Had the same thing happen to us on a server migration.
Wanted to rename the gateway to a better name and lost all trending.
Is there a record in the internal DB that also points to the provider name?
This is something that needs to be able to be done without losing the trend data.

I did the same as diat and just redid the migration while keeping the unwanted gateway name.
:expressionless:

Did you do the rename after the restore, or as part of the restore? The latter I wouldn’t expect to work, but the former should - the tag historian module has to be up and running to ‘react’ to the gateway name change and update the record in sqlth_drv.

After the restore.
No matter what I did in the database it would NOT link back to the old data.
New data started recording with the new name and same tag paths but the old data was inaccessible.
I had to rename it back, shut down the gateway, do the database restore again and then start the gateway to get the old data back.

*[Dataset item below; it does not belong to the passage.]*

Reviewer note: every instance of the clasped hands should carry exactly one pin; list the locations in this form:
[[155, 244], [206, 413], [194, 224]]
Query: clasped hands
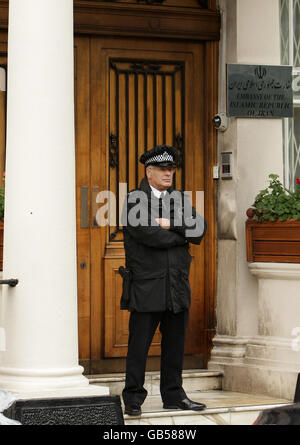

Kevin Allen from IA support had me change the system name to what I wanted then had me send them screenshots of what was in the sqlth_drv, sqlth_partitions and sqlth_scinfo tables, from there they provided me with 9 queries to run which got everything back to normal!

1 Like

Were any of those internal DB queries or were they all against the SQL Server?

I ran them all directly through SQL Server Management Studio as Kevin was concerned that executing certain queries though the designer’s ‘Database Query Browser’ would time out. Rightly so, a query I ran that copied all the data from ‘sqlt_data_1_2020_03’ to ‘sqlt_data_7_2020_03’ took nearly 10 minutes!

Definitely the latter. The historian doesn't track any state within the internal DB, beyond the base configuration settings (whether to partition, how often to prune, etc). That's by design, so that any Ignition system can point to a DB containing historical data and query from it successfully.

Yeah I figured that when he replied that he had him copy data from one partition to another.
That would take all day for some of ours as we have a TON of data.
Wouldn’t just renaming the table work just as well?

We are facing the similar issue with tag history right now as we migrated the server and renamed the gateway at the time of restore. Now there are two IDs for each provider with same gateway name in sqlth_drv table. Please see the screenshot. id=4 and id=12 are pointing to same gateway and provider.

We found duplicate records in sqlth_te table with latest scid. Therefore we updated the earlier records in sqlth_te table with latest scid. It worked fine (we could retrieve the tag history) until the gateway was restarted after few days. This time new records were added in sqlth_te with the old scid.

@nminchin / @cmallonee /@PGriffith
Please suggest if updating any records in drv or scinfo tables will fix the issue. If yes, which ones?

sqlth_scinfo

You should really contact support, so they can look at your system live and figure out the best path forward.

The gist is that you need to only have one set of records in sqlth_drv for each gateway name. As long as you have multiple, issues will keep cropping up. However, migrating/merging the history is non-trivial.